In youth we run into difficulties. In old age difficulties run into us. — Josh Billings

In youth we run into difficulties. In old age difficulties run into us.

Author: Josh Billings

Insight: There's a shift that happens somewhere between your twenties and your sixties that this captures perfectly. When you're young, you chase things—jobs, relationships, ambitions—and you crash into obstacles along the way. You choose the hard path, or at least you feel like you're choosing. There's energy in it, even when it hurts. But somewhere down the line, you realize the difficulties aren't things you're running toward anymore. They just arrive. Your body changes without permission. People you love get sick or leave. Opportunities don't knock the way they used to. You're standing still in more ways than you'd like, and life's complications find you whether you're looking for them or not. It's not about ambition meeting resistance—it's about time itself becoming the obstacle. What makes this observation sting a little is how it suggests a loss of agency, but maybe there's something freeing in accepting it. If difficulties are going to find you anyway, the question stops being "how do I avoid them?" and becomes "how do I meet them?" That shift alone—from running toward life to receiving it—might be the most honest part of getting older.

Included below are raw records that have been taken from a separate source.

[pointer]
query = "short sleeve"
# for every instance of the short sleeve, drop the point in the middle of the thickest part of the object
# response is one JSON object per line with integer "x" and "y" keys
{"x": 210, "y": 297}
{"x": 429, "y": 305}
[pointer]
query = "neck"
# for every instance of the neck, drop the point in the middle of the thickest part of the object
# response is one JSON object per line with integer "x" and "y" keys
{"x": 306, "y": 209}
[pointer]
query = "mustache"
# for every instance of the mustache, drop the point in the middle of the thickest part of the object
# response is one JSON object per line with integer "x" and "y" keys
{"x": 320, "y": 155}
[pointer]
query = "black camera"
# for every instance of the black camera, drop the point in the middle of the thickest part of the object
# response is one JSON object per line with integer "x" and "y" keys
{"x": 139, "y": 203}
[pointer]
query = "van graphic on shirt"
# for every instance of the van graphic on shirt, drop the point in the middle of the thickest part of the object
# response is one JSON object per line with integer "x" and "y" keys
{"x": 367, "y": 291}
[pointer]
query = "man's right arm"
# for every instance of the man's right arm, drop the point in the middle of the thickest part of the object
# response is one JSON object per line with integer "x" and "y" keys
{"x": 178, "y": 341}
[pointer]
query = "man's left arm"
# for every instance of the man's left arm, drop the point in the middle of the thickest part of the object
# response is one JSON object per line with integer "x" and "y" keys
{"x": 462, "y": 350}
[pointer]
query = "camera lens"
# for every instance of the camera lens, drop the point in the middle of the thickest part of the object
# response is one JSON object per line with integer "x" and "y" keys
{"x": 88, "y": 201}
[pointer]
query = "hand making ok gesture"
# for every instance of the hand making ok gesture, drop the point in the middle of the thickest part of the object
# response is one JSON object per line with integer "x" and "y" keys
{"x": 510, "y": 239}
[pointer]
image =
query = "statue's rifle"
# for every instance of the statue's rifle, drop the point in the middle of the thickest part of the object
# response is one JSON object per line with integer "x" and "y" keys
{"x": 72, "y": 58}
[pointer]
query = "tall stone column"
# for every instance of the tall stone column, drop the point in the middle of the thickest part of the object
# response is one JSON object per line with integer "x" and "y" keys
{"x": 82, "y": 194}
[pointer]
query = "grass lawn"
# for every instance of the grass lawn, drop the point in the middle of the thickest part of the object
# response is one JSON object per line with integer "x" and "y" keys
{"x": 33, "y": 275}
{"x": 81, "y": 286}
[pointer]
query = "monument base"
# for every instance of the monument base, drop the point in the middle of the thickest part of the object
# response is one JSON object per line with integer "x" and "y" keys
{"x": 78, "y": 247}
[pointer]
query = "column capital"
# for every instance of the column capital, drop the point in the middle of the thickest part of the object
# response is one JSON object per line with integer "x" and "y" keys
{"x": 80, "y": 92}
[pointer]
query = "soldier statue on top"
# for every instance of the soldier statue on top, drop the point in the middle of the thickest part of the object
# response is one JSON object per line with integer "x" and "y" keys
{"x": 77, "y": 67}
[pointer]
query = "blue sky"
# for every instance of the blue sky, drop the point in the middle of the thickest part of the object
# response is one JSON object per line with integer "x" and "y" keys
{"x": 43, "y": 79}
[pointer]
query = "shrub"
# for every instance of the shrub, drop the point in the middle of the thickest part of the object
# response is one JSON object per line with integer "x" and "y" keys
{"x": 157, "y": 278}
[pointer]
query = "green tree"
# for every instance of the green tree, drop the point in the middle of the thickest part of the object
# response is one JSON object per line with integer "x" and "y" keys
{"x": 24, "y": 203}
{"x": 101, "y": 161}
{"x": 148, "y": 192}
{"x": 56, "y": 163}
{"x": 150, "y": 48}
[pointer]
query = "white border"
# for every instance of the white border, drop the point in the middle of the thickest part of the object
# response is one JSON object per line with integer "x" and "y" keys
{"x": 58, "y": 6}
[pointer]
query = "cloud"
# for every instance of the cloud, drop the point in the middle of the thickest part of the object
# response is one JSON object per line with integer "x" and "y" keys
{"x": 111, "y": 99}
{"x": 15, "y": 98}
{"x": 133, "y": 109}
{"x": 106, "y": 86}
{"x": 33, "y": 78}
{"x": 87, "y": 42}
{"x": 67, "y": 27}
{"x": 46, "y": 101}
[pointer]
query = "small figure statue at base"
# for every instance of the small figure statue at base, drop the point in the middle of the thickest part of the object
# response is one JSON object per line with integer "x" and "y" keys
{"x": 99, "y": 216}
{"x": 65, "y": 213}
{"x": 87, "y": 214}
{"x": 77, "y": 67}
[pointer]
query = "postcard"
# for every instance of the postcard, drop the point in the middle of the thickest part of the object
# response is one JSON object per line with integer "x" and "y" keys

From chasing trouble to being found

In youth we run into difficulties. In old age difficulties run into us.

There's a shift that happens somewhere between your twenties and your sixties that this captures perfectly. When you're young, you chase things—jobs, relationships, ambitions—and you crash into obstacles along the way. You choose the hard path, or at least you feel like you're choosing. There's energy in it, even when it hurts.

But somewhere down the line, you realize the difficulties aren't things you're running toward anymore. They just arrive. Your body changes without permission. People you love get sick or leave. Opportunities don't knock the way they used to. You're standing still in more ways than you'd like, and life's complications find you whether you're looking for them or not. It's not about ambition meeting resistance—it's about time itself becoming the obstacle.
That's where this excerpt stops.